The results indicate the lack of long-run causality from GDP per capita to land urbanization quality in all three regions. For Eastern China, mutual short-run causality is found between land urbanization quality and economic growth. Long-run causality from economic growth to land urbanization quality has also been found. Economic growth exerts a positive effect on land urbanization quality and diminishes over time. For Central China, no short-run causality is found between land urbanization quality and economic growth. Land urbanization quality alternates between positive and negative values on economic growth and diminishes over time. For Western China, mutual short-run causality is found between urbanization quality and economic growth.

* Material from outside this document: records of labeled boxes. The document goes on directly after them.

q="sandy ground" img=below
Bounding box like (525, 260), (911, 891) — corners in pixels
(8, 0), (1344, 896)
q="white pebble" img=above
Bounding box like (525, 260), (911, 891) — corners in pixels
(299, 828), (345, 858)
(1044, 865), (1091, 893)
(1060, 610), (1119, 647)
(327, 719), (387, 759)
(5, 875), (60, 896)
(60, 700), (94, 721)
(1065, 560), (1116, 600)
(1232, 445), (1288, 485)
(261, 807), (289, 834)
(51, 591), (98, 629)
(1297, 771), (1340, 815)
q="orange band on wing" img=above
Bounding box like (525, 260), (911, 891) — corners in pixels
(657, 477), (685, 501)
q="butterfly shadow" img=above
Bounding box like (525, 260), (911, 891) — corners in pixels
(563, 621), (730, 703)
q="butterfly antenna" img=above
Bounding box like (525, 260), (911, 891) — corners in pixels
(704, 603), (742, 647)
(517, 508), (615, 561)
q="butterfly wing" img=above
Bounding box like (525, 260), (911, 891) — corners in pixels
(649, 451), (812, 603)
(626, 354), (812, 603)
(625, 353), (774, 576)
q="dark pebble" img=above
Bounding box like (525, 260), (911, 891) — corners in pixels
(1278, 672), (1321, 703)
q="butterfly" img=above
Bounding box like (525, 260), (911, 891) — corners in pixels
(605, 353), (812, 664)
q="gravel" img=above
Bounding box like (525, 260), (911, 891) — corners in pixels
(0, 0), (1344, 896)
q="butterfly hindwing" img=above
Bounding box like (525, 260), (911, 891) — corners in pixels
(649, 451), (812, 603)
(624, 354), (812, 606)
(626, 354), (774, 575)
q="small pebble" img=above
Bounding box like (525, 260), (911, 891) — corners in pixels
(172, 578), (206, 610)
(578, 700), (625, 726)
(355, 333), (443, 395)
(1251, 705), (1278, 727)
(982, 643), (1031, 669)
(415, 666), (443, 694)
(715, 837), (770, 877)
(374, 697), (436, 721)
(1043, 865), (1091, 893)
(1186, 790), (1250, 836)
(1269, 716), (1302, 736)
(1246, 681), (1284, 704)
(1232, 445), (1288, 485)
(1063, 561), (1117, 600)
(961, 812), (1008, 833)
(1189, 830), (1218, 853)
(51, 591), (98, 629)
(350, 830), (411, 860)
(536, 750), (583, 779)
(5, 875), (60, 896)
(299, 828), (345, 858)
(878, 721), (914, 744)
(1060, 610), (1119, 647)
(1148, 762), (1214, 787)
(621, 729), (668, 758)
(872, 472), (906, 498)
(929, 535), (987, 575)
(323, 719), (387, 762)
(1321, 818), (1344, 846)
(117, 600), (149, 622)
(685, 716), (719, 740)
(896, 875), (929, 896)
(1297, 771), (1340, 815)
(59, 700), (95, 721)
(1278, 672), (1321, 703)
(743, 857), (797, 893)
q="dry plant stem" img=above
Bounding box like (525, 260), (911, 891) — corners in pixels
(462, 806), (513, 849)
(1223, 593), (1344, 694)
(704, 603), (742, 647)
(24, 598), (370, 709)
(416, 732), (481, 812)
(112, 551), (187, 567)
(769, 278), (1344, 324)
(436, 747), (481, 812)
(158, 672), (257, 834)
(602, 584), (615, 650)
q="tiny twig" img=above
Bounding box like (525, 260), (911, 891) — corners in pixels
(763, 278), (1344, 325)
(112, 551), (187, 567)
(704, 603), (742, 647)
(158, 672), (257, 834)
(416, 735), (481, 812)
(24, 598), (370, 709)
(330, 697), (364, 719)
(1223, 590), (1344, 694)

Economic growth exerts positive effects on land urbanization quality in the short-run and vice versa.

Based on the empirical results, we identified the following policy implications.

(1) To transform the performance evaluation mechanism of local government to standard government behavior: As shown in the results, economic growth evidently exerts a positive effect on land urbanization quality in all three regions in the first 3 years. This finding indicates that, under the current GDP assessment system, the land urbanization policy promoted by the government can be inevitably distorted. As urbanization involves population, land, economy and other aspects, land urbanization, the core of urbanization and the key to sustainable development of urbanization, is in question. Land urbanization is not only able to promote fixed-asset investment-led growth and improve short-term economic growth, it can also enable local governments to obtain financial benefits to ease financial pressure. Thus, on the basis of the different circumstances in different regions, we need distinct policies.

For Eastern China to achieve a higher quality of urbanization with a relatively limited space resource, a long-term growth model should be established. One example is to further expand the residence permit system and the household registration system to motivate the surplus labor force to settle down in big cities. In the case of Central China, serving as the engine of next stage of city development, land urbanization alternates between wielding positive and negative effects on the economy; thus, further policy support is required. For Western China, reasonable policies should be formulated to attract the surplus labor force to relocate to these areas. Given that mutual short-run causality exists between land urbanization quality and economic growth, urban scale in these areas can be moderately expanded. The development of these areas is one of the priorities of the national strategy that requires further policy implementation.

(2) To further develop inter-regional coordination and cross-regional operation: As for inter-regional coordination, major national strategies, such the “one belt and one road project” and the coordinated development of Beijing-Tianjin-Hebei region and the Yangtze River economic belt, should be aggressively proposed to further deepen the implementation of the overall strategy for regional development. As for cross-regional operation, the main point is to reduce the economic gap between the Western region and other areas. Based on the results in this paper, land use quality in Western areas remains at a relatively low stage, which is heavily affected by urban expansion in both the short-term and in the long-run. Thus, we need to further deepen cooperation among regions. In addition, promotion of mutual coordination of regional land use level is extremely important and meaningful.